*. By way of its title this is the fourth entry in the Omen franchise, though the title is almost the only connection it has to the preceding trilogy, which had wrapped up ten years previously. Instead, The Awakening is just the story of an adopted baby who turns out to be not a child of the devil but of Damien Thorn, a cursory tie-in to the previous films that is only revealed in the final ten minutes, and which has no role to play in the plot.
*. The only slight twist is that it’s an evil little girl we’re talking about here, named Delia. Technically I guess she’s Satan’s granddaughter, if that means anything. She’s also, by way of some gynecological legerdemain, the mother of Satan’s great-grandson. I think. It’s really not worth working out. I mean, there’s a point at the beginning of the movie, when Delia is born, when a “spontaneous eclipse” is reported. “How many spontaneous eclipses have you seen in your life?” one of the nuns asks. Given all that has to go into making an eclipse, I’m guessing the answer to that is none.

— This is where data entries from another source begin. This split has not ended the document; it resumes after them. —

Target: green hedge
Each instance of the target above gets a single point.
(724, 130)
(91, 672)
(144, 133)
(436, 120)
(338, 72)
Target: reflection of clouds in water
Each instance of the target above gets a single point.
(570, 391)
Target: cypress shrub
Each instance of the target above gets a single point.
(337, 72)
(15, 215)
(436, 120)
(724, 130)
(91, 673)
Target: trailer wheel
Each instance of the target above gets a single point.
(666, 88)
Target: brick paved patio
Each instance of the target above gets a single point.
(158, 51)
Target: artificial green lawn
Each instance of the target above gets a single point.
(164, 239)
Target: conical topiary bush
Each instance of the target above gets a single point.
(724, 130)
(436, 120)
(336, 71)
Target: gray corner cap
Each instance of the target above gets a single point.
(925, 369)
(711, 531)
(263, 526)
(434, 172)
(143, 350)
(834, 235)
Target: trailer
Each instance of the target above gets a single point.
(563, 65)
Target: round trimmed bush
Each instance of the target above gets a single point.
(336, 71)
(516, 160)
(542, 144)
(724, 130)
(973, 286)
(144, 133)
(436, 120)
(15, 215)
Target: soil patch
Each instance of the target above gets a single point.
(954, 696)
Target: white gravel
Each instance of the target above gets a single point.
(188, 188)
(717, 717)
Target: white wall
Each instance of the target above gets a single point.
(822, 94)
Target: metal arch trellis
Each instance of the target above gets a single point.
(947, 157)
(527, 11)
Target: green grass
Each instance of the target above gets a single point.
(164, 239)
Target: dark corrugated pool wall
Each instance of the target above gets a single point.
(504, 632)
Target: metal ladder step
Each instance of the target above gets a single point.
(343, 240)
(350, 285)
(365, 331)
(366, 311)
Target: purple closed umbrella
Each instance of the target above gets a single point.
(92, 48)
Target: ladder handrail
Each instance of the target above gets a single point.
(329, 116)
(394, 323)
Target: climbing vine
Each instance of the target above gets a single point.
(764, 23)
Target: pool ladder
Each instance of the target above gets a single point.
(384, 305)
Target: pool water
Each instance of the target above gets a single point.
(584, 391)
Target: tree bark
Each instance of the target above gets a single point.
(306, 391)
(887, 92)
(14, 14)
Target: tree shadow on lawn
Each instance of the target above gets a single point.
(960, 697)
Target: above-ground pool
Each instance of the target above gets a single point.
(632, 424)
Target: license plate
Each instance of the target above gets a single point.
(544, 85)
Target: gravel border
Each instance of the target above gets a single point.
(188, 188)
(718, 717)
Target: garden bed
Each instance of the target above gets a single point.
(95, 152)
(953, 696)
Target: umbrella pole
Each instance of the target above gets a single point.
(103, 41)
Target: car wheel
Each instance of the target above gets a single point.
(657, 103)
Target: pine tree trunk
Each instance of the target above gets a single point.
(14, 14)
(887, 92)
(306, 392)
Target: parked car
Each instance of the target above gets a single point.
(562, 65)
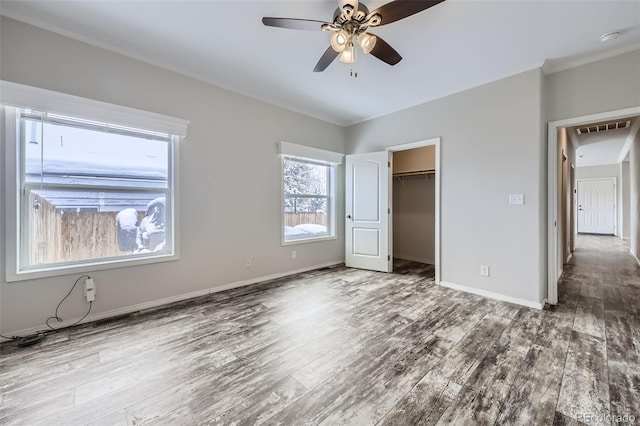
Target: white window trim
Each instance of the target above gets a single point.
(334, 159)
(20, 96)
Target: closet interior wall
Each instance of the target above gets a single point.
(414, 204)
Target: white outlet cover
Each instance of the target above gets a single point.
(516, 199)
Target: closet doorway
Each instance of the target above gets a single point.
(415, 195)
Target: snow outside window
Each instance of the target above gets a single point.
(308, 199)
(91, 192)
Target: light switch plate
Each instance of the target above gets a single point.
(516, 199)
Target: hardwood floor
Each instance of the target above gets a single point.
(346, 346)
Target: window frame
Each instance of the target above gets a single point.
(16, 96)
(315, 156)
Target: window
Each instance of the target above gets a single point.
(308, 194)
(91, 191)
(91, 187)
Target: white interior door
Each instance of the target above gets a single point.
(597, 206)
(367, 230)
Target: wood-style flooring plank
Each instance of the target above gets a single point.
(347, 346)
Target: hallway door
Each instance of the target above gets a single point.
(597, 206)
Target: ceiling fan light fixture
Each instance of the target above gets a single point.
(339, 40)
(348, 55)
(367, 42)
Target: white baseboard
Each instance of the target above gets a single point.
(414, 259)
(491, 295)
(164, 301)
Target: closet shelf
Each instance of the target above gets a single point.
(415, 173)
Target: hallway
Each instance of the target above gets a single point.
(601, 288)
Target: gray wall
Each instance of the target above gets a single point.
(414, 218)
(491, 146)
(229, 174)
(606, 85)
(625, 210)
(634, 174)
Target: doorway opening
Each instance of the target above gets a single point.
(573, 207)
(415, 199)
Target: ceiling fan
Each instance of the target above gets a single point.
(351, 21)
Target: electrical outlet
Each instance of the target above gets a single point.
(90, 289)
(484, 270)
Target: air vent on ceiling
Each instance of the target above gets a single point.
(603, 127)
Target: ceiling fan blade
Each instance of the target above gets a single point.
(383, 51)
(326, 59)
(294, 24)
(400, 9)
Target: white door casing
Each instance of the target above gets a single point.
(367, 201)
(597, 206)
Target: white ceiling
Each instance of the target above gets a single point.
(451, 47)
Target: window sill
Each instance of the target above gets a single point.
(308, 240)
(84, 268)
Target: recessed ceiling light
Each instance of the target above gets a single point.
(610, 36)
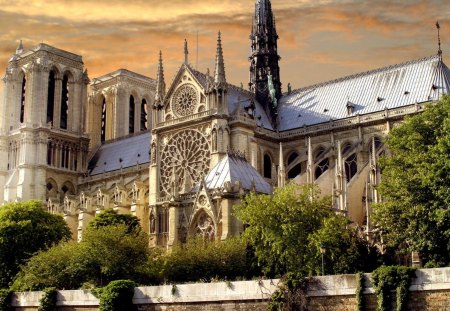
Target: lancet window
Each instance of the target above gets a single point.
(62, 155)
(295, 170)
(267, 166)
(350, 164)
(144, 116)
(103, 128)
(323, 165)
(22, 100)
(131, 115)
(64, 102)
(51, 96)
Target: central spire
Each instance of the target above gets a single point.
(160, 84)
(264, 69)
(186, 53)
(219, 72)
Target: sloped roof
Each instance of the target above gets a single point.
(391, 87)
(235, 168)
(122, 153)
(235, 95)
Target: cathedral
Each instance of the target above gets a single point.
(180, 156)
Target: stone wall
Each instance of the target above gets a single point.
(429, 291)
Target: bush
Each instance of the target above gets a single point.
(117, 296)
(48, 300)
(388, 278)
(26, 228)
(203, 260)
(65, 266)
(5, 300)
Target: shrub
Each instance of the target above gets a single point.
(48, 300)
(388, 278)
(117, 296)
(5, 300)
(199, 259)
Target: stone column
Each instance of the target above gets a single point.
(174, 220)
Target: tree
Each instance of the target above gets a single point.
(64, 266)
(415, 187)
(117, 253)
(110, 217)
(25, 228)
(204, 260)
(345, 250)
(286, 229)
(113, 247)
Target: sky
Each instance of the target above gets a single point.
(319, 40)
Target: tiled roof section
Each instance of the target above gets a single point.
(235, 168)
(391, 87)
(121, 153)
(235, 95)
(123, 72)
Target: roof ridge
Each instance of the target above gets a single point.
(361, 74)
(108, 142)
(237, 88)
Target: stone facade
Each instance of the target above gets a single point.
(174, 156)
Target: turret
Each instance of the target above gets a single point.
(264, 69)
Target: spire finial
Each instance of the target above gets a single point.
(281, 169)
(19, 49)
(439, 38)
(160, 84)
(186, 52)
(219, 72)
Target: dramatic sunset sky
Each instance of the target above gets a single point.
(319, 39)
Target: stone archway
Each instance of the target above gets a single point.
(203, 225)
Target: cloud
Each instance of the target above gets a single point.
(328, 38)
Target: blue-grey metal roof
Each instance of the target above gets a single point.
(235, 168)
(391, 87)
(122, 153)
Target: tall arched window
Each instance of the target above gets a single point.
(22, 100)
(50, 96)
(350, 164)
(144, 117)
(323, 165)
(103, 129)
(267, 166)
(64, 102)
(295, 170)
(131, 116)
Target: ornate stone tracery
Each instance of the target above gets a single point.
(185, 100)
(187, 154)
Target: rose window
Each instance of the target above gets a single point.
(187, 153)
(185, 100)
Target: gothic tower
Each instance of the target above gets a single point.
(264, 70)
(42, 142)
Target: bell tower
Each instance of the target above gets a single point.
(264, 69)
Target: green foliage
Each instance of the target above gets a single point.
(345, 249)
(116, 252)
(200, 259)
(388, 278)
(5, 300)
(415, 186)
(291, 293)
(48, 300)
(287, 230)
(117, 296)
(110, 217)
(64, 266)
(360, 291)
(25, 228)
(105, 254)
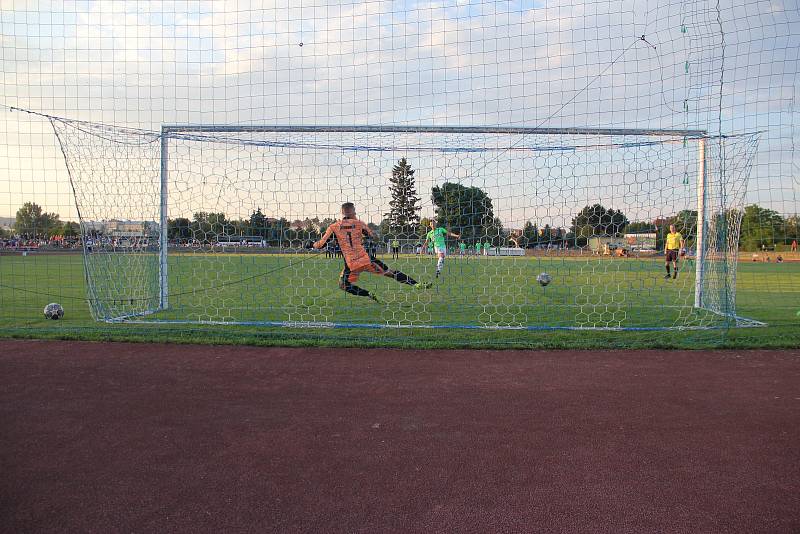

*. More of this and The Awakening might have been a bit of fun. There’s another part that plays with the fact that Delia’s nanny is into New Age spiritualism, which turns out to be more finely tuned to the presence of the Antichrist than traditional religion. It seems that Delia has “the aura of a Borgia, not a little girl.” Great line. The movie needed more like it.
*. Alas, the movie is pretty much straight garbage. It’s a Canadian made-for-TV effort, which pretty much tells you all you need to know about how far the franchise had fallen. A couple of the kills are decently imagined but incompetently executed. One homage to the decapitation scene in The Omen only proves that you shouldn’t attempt an homage if you can’t add something to the original. It’s even worse than the bird attack in Omen II, which was meant to recall The Birds, only done with a single crow.
*. I don’t even know who was in charge. Two directors are credited because one of them apparently quit part of the way through the production. Something that also happened in Omen II, though in that case Mike Hodges had been fired. I also read that producer Harvey Bernhard, the second unit director, did the action scenes here.
*. Well, there’s nothing else to say. I think the plan was to use this to launch more TV movies, or maybe a series, but the negative critical reaction and poor box office scotched that idea. It’s a cheap production without any sense of style or originality. I think you’d have to be a real connoisseur of crap to see anything in it. I tried but didn’t come up with much.